If what stayed with you from Goliath was the brutal divide between Earthbound survivors and the returning spacers snapping up land—along with the street-level grind of securing food, water, and shelter—then Parable of the Sower will resonate. Lauren Olamina’s trek past walled enclaves and predatory opportunists mirrors those New Haven scenes where neighborhoods are priced out and policed, yet she gathers a fragile community from the ruins, much like the improvised families you saw forming on Earth.
In Goliath, the spacers’ return to Earth feels like a new wave of colonization—shopping for neighborhoods, importing prefab tech, and imposing tastes on those who never left. Le Guin’s novella sharpens that dynamic: human settlers strip a forest world for resources while the Athsheans resist. If the uneasy power plays, cultural erasure, and pushback you saw on those Connecticut streets intrigued you, this story’s confrontation over whose home it really is will hit the same nerve.
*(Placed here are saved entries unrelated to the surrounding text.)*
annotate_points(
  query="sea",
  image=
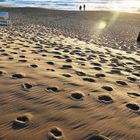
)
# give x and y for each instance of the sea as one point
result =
(121, 5)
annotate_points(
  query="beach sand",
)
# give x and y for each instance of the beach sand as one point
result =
(62, 78)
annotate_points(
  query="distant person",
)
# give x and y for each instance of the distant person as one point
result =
(138, 39)
(80, 7)
(84, 7)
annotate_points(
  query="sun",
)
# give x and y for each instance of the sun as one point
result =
(130, 5)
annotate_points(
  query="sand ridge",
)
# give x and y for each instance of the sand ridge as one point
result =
(81, 89)
(57, 87)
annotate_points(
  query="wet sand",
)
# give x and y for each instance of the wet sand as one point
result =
(56, 85)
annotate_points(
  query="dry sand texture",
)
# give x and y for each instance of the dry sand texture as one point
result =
(60, 88)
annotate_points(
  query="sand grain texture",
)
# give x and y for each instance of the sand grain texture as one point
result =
(73, 90)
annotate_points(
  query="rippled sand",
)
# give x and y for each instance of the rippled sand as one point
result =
(60, 88)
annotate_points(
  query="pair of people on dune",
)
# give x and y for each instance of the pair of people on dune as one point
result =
(84, 7)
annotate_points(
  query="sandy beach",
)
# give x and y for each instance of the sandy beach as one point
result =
(69, 75)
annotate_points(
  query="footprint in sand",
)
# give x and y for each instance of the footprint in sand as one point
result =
(56, 133)
(108, 88)
(53, 89)
(89, 80)
(66, 67)
(133, 94)
(58, 57)
(122, 83)
(105, 99)
(80, 73)
(114, 71)
(33, 66)
(66, 75)
(97, 68)
(2, 72)
(100, 75)
(97, 137)
(22, 56)
(22, 121)
(132, 79)
(23, 61)
(68, 60)
(50, 63)
(52, 70)
(77, 96)
(26, 86)
(133, 106)
(11, 58)
(2, 50)
(18, 76)
(96, 64)
(136, 74)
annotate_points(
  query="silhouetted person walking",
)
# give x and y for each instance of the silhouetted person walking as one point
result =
(138, 39)
(80, 7)
(84, 7)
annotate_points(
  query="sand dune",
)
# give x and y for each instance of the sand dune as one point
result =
(60, 88)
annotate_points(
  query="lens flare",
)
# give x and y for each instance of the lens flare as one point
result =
(101, 25)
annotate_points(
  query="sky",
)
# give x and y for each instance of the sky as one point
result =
(126, 5)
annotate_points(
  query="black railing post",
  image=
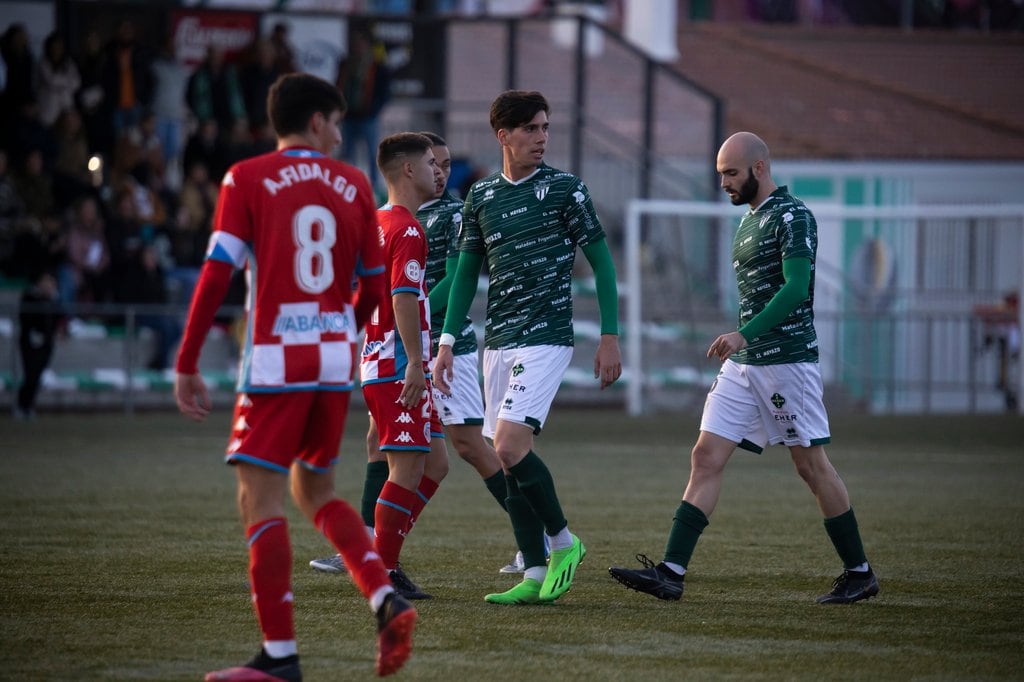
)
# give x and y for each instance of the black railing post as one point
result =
(510, 52)
(648, 127)
(580, 93)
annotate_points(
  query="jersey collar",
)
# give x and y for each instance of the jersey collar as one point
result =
(523, 179)
(301, 153)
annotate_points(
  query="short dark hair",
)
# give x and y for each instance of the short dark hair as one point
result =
(516, 108)
(295, 97)
(393, 147)
(434, 138)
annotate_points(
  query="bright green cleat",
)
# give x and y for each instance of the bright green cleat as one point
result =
(527, 592)
(561, 568)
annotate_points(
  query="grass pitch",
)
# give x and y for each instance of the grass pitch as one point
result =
(122, 559)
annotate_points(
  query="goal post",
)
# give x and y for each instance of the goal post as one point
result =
(1000, 267)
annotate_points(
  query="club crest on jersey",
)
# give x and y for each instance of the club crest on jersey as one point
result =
(541, 189)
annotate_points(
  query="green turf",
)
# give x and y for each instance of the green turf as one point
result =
(122, 559)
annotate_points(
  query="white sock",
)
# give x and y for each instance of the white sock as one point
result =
(561, 541)
(675, 567)
(280, 648)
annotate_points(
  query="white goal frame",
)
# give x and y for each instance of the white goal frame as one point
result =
(637, 209)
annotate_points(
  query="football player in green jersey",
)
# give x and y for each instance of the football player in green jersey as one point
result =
(526, 221)
(769, 388)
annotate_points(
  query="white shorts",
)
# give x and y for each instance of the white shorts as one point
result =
(759, 405)
(465, 406)
(519, 384)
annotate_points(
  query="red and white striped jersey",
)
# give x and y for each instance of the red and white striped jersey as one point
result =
(384, 356)
(305, 226)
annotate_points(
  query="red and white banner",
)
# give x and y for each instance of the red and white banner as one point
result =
(196, 30)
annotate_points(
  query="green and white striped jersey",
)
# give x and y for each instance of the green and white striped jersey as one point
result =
(781, 227)
(528, 231)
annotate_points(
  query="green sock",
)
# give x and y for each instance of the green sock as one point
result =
(526, 525)
(496, 485)
(539, 488)
(377, 473)
(687, 525)
(843, 531)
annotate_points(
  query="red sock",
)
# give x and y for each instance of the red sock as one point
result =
(270, 578)
(343, 527)
(425, 491)
(390, 520)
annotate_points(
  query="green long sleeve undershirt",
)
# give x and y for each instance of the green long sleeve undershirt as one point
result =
(439, 292)
(599, 257)
(463, 291)
(464, 287)
(797, 272)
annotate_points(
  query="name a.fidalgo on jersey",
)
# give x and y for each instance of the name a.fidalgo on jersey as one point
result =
(323, 323)
(306, 172)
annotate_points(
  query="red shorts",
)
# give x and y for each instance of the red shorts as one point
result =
(401, 429)
(272, 430)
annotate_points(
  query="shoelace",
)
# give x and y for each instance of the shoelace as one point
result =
(647, 563)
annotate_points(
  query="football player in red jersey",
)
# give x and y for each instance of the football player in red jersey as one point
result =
(304, 224)
(395, 360)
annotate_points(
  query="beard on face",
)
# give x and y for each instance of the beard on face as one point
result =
(748, 190)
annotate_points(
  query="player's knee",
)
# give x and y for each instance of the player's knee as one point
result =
(706, 461)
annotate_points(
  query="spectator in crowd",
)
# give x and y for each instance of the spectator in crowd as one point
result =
(284, 52)
(86, 276)
(38, 330)
(259, 73)
(143, 282)
(170, 109)
(71, 168)
(56, 80)
(91, 97)
(127, 80)
(138, 150)
(19, 65)
(35, 185)
(11, 206)
(215, 91)
(366, 84)
(27, 133)
(192, 229)
(123, 229)
(206, 145)
(39, 246)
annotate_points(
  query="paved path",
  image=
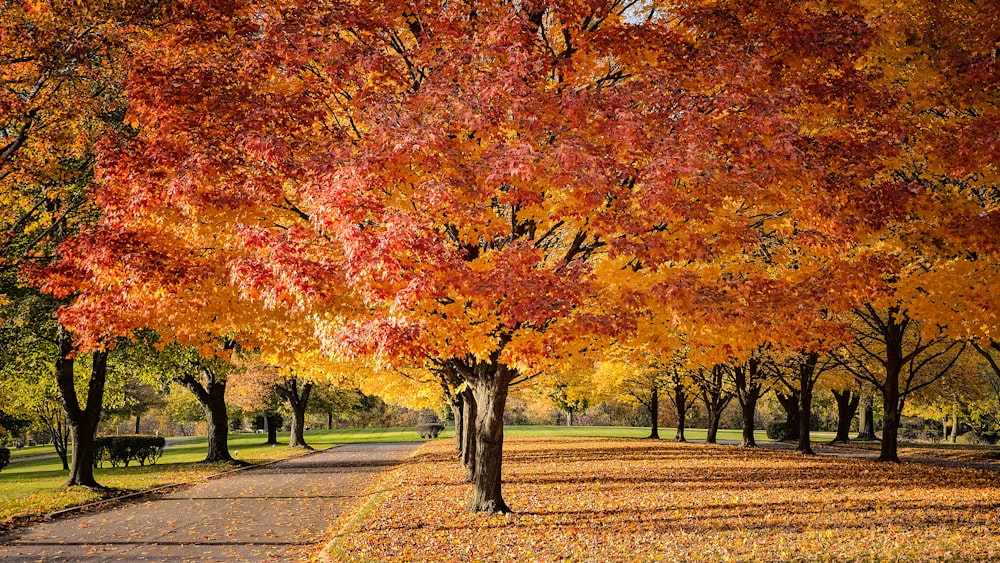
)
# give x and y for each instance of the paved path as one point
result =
(279, 512)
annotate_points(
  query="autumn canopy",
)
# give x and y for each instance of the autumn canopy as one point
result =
(490, 189)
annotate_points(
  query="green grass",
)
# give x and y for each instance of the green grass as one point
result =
(31, 450)
(35, 487)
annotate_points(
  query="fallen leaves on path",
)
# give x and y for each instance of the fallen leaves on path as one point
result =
(637, 500)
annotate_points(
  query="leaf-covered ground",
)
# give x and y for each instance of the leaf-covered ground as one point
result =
(638, 500)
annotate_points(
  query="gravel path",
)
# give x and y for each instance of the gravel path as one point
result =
(278, 512)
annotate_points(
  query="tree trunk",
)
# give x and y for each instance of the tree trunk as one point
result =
(746, 378)
(654, 414)
(469, 415)
(82, 421)
(954, 425)
(847, 407)
(807, 377)
(490, 388)
(713, 427)
(749, 411)
(790, 404)
(271, 425)
(866, 420)
(680, 404)
(298, 400)
(456, 412)
(212, 398)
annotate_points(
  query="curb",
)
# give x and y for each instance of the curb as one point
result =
(332, 552)
(90, 506)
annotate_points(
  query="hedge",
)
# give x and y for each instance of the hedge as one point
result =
(122, 450)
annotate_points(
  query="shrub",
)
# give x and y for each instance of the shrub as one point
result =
(122, 450)
(777, 430)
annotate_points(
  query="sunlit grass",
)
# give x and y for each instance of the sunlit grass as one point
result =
(35, 487)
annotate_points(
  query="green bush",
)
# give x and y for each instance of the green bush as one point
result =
(777, 430)
(122, 450)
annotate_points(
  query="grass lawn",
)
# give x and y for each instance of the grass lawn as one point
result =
(35, 487)
(607, 499)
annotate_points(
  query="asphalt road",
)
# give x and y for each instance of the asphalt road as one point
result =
(279, 512)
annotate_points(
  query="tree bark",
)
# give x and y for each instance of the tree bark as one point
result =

You gravitated to Goliath’s human-scale focus—workers salvaging bricks, tenants holding on as wealthier returnees transform their blocks—more than to gadgets or techno-fixes. On Such a Full Sea brings that same soft-SF attention to people and place: following Fan’s journey out of a labor settlement, it explores precarious work, gated privilege, and the stories communities tell about themselves, echoing the everyday survival and quiet defiance that powered those Earthbound chapters.